Deep Learning: Autoencoder Model
The advent of widely available deep learning libraries like Tensorflow and Keras make the construction of deep learning models easy and accessible, even with the modest compute available on a laptop. An autoencoder takes in data, uses neural networks to reconstruct that data, and flags as anomalies those records with high reconstruction error. For this study, I used a dense encoder with rectified linear unit (ReLU) activation, a batch normalization layer, and a dense bottleneck layer. The decoder is essentially the encoder in reverse - a dense ReLU layer, batch normalization, and a dense output layer with linear activation. Gradient descent was implemented with the Adam (adaptive learning rate) optimizer, and loss was measured by mean squared error (MSE). To optimize results, I tested many thresholds via percentile cutoffs from reconstruction loss, and found the best threshold to be the 55th percentile. Performance with this model was highly sensitive to threshold, emphasizing the importance of tuning for the use case. Luckily, the reconstruction error revealed a clear separation between normal and anomalous instances, making the percentile-based thresholding very effective. With the dense autoencoder and thresholding, I was able to get an F1 of 0.822 on the test set - even better than the logistic regression and IF models.
Key Insights
Is it worth it to mess around with traditional models when deep learning is available?
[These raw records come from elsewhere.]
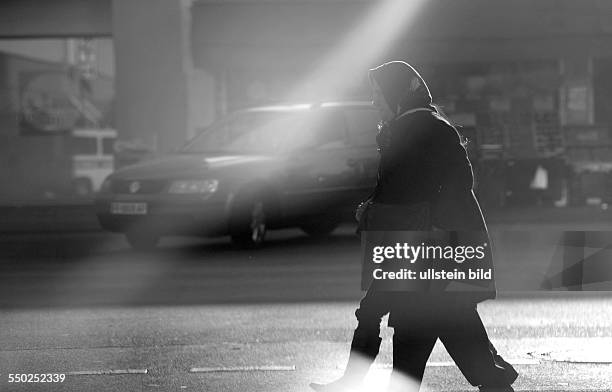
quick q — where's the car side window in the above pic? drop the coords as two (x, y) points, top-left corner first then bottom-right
(283, 110), (347, 151)
(345, 108), (380, 147)
(226, 113), (297, 152)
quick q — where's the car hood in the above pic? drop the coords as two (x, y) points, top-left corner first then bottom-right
(111, 153), (276, 180)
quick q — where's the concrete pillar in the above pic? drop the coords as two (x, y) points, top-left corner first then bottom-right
(112, 0), (215, 153)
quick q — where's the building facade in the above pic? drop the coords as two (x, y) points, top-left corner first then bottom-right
(2, 0), (612, 204)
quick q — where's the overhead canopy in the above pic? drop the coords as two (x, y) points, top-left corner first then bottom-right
(191, 0), (612, 70)
(0, 0), (111, 38)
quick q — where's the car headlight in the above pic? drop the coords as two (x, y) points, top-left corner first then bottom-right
(168, 179), (219, 194)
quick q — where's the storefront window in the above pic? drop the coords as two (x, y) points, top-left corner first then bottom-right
(0, 38), (115, 200)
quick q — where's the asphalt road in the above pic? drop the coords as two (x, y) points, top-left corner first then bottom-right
(1, 227), (611, 391)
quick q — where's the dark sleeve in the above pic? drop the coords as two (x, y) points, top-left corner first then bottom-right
(429, 119), (474, 194)
(369, 120), (430, 201)
(429, 117), (487, 231)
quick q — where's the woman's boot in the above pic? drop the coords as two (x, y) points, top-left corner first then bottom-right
(489, 340), (519, 384)
(310, 329), (382, 392)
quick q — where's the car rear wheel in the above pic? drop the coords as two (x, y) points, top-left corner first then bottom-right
(300, 217), (340, 238)
(125, 228), (160, 251)
(230, 196), (267, 248)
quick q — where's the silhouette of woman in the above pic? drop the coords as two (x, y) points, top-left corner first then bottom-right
(311, 61), (518, 392)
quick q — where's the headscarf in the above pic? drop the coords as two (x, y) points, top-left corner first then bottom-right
(369, 61), (434, 152)
(368, 61), (433, 115)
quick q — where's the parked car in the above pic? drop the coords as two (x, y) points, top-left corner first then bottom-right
(95, 102), (381, 249)
(71, 128), (117, 196)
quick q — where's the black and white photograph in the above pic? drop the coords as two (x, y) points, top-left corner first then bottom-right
(0, 1), (611, 391)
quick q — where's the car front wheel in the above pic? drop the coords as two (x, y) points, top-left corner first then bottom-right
(230, 196), (267, 248)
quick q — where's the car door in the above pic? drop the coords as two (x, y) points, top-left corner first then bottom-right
(281, 108), (355, 220)
(343, 106), (381, 201)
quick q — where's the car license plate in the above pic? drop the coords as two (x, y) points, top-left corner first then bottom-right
(110, 202), (147, 215)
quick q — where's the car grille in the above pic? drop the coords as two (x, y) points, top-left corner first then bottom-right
(111, 179), (167, 194)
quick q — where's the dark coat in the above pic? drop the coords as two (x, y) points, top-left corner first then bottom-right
(371, 109), (486, 231)
(360, 108), (496, 303)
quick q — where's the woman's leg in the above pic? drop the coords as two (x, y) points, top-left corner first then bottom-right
(438, 303), (516, 389)
(389, 331), (437, 392)
(310, 288), (389, 391)
(489, 340), (519, 385)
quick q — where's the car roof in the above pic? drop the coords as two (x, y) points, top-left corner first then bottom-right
(237, 101), (374, 114)
(320, 101), (374, 109)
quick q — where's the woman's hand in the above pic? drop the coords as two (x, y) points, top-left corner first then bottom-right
(355, 200), (372, 222)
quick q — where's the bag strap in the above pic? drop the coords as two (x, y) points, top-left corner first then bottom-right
(395, 107), (434, 121)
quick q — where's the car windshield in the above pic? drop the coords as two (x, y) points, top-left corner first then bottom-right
(182, 110), (313, 154)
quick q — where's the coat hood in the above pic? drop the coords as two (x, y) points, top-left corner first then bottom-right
(368, 61), (433, 114)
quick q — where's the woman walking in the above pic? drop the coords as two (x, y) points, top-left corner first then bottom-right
(311, 61), (517, 392)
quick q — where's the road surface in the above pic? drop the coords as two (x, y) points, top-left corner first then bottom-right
(1, 226), (611, 391)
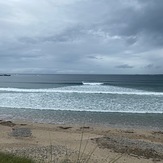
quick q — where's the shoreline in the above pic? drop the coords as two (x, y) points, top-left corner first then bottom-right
(0, 119), (163, 163)
(0, 107), (163, 131)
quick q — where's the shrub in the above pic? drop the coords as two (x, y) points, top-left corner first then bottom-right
(0, 152), (35, 163)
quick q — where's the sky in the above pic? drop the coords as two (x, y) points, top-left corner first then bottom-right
(0, 0), (163, 74)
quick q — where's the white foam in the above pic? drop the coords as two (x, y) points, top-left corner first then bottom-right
(82, 82), (103, 85)
(0, 88), (162, 114)
(0, 87), (163, 96)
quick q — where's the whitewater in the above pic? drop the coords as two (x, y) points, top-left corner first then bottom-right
(0, 84), (162, 114)
(0, 74), (162, 129)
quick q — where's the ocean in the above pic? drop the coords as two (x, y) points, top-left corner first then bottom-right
(0, 74), (163, 129)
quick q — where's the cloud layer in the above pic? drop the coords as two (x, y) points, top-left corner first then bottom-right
(0, 0), (163, 74)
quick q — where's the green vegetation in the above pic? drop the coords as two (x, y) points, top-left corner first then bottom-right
(0, 150), (122, 163)
(0, 152), (35, 163)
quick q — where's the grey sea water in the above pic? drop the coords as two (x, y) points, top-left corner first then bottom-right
(0, 74), (163, 129)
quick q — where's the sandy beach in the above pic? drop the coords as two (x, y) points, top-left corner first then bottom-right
(0, 119), (163, 163)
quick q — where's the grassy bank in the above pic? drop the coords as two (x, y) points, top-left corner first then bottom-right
(0, 152), (35, 163)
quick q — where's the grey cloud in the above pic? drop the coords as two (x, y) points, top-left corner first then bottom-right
(87, 56), (103, 60)
(145, 64), (162, 69)
(0, 0), (163, 74)
(19, 37), (38, 44)
(116, 64), (134, 69)
(93, 0), (163, 48)
(18, 26), (84, 44)
(87, 56), (98, 59)
(145, 64), (154, 69)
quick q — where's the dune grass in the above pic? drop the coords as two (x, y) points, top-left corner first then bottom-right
(0, 152), (35, 163)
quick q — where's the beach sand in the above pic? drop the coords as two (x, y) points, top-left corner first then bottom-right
(0, 120), (163, 163)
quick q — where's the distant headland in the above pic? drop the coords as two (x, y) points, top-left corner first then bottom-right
(0, 74), (11, 76)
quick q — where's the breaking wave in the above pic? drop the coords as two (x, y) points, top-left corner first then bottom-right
(0, 86), (163, 96)
(82, 82), (104, 85)
(0, 84), (162, 114)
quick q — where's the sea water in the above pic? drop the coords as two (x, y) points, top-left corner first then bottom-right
(0, 74), (162, 129)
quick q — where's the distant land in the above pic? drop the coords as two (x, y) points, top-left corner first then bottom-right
(0, 74), (11, 76)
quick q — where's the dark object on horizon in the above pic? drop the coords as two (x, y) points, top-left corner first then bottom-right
(0, 74), (11, 76)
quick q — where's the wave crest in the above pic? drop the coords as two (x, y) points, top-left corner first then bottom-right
(82, 82), (104, 85)
(0, 87), (163, 96)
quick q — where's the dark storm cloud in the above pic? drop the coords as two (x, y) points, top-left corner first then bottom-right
(95, 0), (163, 47)
(0, 0), (163, 74)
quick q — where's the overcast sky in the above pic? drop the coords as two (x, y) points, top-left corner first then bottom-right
(0, 0), (163, 74)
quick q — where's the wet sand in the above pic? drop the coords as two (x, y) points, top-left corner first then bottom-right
(0, 120), (163, 163)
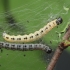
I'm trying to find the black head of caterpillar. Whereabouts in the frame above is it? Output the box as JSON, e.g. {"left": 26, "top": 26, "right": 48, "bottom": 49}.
{"left": 56, "top": 17, "right": 63, "bottom": 25}
{"left": 0, "top": 42, "right": 52, "bottom": 54}
{"left": 46, "top": 48, "right": 52, "bottom": 54}
{"left": 3, "top": 17, "right": 63, "bottom": 43}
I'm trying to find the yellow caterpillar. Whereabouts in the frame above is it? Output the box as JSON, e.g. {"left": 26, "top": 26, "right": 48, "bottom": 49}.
{"left": 0, "top": 42, "right": 52, "bottom": 53}
{"left": 3, "top": 17, "right": 63, "bottom": 43}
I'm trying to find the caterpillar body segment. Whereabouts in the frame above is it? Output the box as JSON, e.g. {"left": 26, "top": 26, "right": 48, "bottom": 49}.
{"left": 3, "top": 17, "right": 63, "bottom": 43}
{"left": 0, "top": 42, "right": 52, "bottom": 53}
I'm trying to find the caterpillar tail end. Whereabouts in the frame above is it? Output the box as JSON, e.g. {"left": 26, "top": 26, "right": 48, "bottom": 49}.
{"left": 3, "top": 31, "right": 6, "bottom": 37}
{"left": 56, "top": 17, "right": 63, "bottom": 25}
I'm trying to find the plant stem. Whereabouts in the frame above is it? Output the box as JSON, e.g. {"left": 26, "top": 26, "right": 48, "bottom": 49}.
{"left": 46, "top": 24, "right": 70, "bottom": 70}
{"left": 46, "top": 43, "right": 65, "bottom": 70}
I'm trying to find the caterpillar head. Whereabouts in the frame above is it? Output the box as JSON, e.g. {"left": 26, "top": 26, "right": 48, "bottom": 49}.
{"left": 56, "top": 17, "right": 63, "bottom": 25}
{"left": 45, "top": 46, "right": 52, "bottom": 54}
{"left": 46, "top": 48, "right": 52, "bottom": 54}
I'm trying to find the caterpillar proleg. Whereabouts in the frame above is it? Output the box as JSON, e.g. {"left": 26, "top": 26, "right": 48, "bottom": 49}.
{"left": 0, "top": 42, "right": 52, "bottom": 53}
{"left": 3, "top": 17, "right": 63, "bottom": 43}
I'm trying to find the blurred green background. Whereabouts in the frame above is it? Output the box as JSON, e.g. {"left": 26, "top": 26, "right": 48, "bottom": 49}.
{"left": 0, "top": 0, "right": 70, "bottom": 70}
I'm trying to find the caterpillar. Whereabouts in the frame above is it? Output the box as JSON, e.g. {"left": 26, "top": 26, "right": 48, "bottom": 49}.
{"left": 3, "top": 17, "right": 63, "bottom": 43}
{"left": 0, "top": 42, "right": 52, "bottom": 53}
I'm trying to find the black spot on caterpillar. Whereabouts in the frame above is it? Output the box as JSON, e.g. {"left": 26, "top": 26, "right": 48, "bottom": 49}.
{"left": 3, "top": 17, "right": 63, "bottom": 43}
{"left": 0, "top": 42, "right": 52, "bottom": 53}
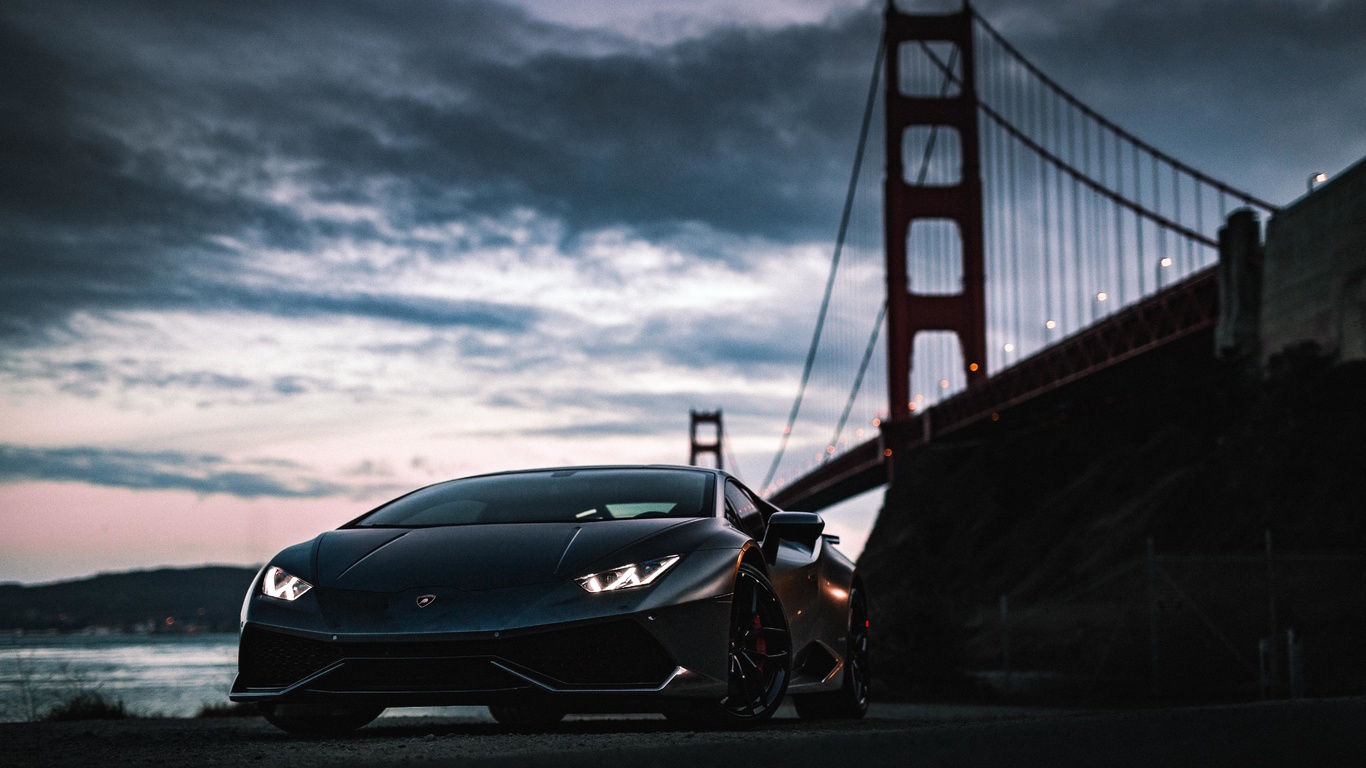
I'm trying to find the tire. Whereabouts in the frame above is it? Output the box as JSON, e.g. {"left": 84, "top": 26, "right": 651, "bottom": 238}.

Yes, I would argue that it is. First of all, traditional methods can give you a fast and interpretable benchmark. They can help answer the question: “Is deep learning even necessary for this problem”, and sometimes the answer is “NO”. Traditional methods also give you the opportunity for low-cost experimentation (even with large datasets), they are easy to tune, and they work well when the feature space is clean and anomalies are sparse.
The value of exploring thresholds. The threshold in this case is the reconstruction error above which flags an “anomaly” classification. If you set your threshold to 95%, for example, you’re asking your program to flag the top 5% of reconstruction errors as anomalous. In a dataset with 45% anomalies, this will only bring you grief. Don’t get it twisted, though - the threshold doesn’t reflect how many anomalies exist because your model doesn’t know which points are actually anomalies. Rather, the threshold reflects how anomalous your anomalies are. The threshold reflects how different, or strong the anomalies are, relative to normal data. Thus, if your anomalies are subtle, and overlap normal data, you might need a relatively low threshold to boost your metrics. If your anomalies are distinct and extreme, a high threshold will find them and reduce false positives. The 55% threshold used for the autoencoder model in this project suggests that the anomalies are subtle, and likely so due to the collection of different kinds of anomalous attacks in the “anomaly” category, collapsing across differences that might occur between types of malicious activity.